AWS has three cryptographic key management services with different purposes. KMS is for general-purpose data encryption (S3 encryption, EBS volume encryption, Envelope Encryption) and does not support payment-specific operations (PIN Translation, DUKPT key derivation). CloudHSM provides general-purpose HSMs in the cloud but lacks payment-specific command sets, requiring you to implement libraries yourself. Payment Cryptography specializes in payment processing, provides PCI PIN Security/P2PE compliance attestation, and offers payment-specific operations (TR-31 key blocks, DUKPT, PIN Translation, ARQC verification) as APIs. CloudHSM is FIPS 140-2 Level 3 with dedicated-tenant HSMs, making it suitable for non-payment use cases (PKI, TLS offload, custom cryptographic protocols). Payment Cryptography is multi-tenant but offers easier adoption for payment use cases since it provides a pre-certified PCI-compliant environment. Cost-wise, CloudHSM charges hourly (approximately $1.50/hour per HSM) with high fixed costs, while Payment Cryptography uses per-key and per-operation pricing that is more cost-efficient for low-volume usage.

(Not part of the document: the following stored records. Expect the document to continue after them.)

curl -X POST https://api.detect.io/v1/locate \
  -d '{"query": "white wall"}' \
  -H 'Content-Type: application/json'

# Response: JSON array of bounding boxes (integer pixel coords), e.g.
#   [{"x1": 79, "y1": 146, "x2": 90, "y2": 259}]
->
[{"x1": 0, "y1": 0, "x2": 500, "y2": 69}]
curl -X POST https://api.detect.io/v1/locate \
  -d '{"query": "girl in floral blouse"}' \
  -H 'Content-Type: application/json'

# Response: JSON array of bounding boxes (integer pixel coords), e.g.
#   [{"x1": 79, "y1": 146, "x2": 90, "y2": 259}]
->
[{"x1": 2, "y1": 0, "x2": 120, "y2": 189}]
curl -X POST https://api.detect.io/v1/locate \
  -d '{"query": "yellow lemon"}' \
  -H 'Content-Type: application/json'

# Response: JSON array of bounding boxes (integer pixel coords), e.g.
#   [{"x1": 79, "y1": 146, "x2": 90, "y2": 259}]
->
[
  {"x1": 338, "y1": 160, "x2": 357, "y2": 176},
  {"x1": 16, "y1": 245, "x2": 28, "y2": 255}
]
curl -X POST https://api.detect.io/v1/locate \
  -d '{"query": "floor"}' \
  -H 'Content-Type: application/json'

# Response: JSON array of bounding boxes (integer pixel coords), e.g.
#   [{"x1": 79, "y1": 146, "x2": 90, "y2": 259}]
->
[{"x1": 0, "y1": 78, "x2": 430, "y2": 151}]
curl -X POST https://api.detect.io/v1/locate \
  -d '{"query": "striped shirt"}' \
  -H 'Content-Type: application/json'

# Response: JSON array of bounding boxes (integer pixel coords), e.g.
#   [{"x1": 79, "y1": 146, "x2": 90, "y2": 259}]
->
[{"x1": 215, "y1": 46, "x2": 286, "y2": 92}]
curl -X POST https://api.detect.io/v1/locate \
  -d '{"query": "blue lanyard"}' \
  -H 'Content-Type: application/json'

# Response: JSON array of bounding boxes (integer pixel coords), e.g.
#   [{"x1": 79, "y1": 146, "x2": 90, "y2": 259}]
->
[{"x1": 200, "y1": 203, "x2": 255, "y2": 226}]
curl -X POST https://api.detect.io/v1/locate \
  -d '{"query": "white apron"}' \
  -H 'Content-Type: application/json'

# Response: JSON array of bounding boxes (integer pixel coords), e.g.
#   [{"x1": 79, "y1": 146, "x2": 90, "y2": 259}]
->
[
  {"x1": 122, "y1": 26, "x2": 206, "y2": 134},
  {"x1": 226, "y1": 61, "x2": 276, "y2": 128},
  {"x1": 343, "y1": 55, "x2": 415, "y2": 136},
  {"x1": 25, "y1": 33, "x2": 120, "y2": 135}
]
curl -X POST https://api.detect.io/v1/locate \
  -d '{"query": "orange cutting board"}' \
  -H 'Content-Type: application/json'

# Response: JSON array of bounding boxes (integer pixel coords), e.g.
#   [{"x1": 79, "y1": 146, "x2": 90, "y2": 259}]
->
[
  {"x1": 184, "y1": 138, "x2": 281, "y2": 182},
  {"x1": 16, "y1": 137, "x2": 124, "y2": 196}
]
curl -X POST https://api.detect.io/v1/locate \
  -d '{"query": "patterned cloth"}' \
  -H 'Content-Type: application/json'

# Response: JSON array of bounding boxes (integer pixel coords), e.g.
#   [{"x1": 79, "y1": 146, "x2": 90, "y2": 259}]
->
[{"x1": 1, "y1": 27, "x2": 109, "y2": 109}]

Payment Cryptography Pricing

Payment Cryptography pricing consists of key management (approximately $1 per key per month) and encryption operations (approximately $0.85 per 10,000 operations). Compared to on-premises HSMs (hardware purchase, data center installation, maintenance contracts), there is no upfront investment and pay-as-you-go pricing enables cost management based on transaction volume. PCI DSS compliance maintenance costs (annual audits, penetration testing) can also be reduced through cloud migration. For low transaction volumes, the fixed cost of key management becomes the primary cost factor. As a key lifecycle management practice, regularly auditing and deleting unused keys is recommended to optimize costs.

Summary

Payment Cryptography is a service that provides cloud-based cryptographic key management and encryption operations for payment processing. It supports DUKPT and TR-31 key blocks in a PCI-compliant environment, and performs PIN block conversion and MAC generation/verification. It eliminates the need to purchase, install, and maintain on-premises HSMs, and enables cost management based on transaction volume through pay-as-you-go pricing. The separation of Control Plane and Data Plane for least-privilege design, combined with TR-31 format for phased migration from existing infrastructure, is key to successful adoption.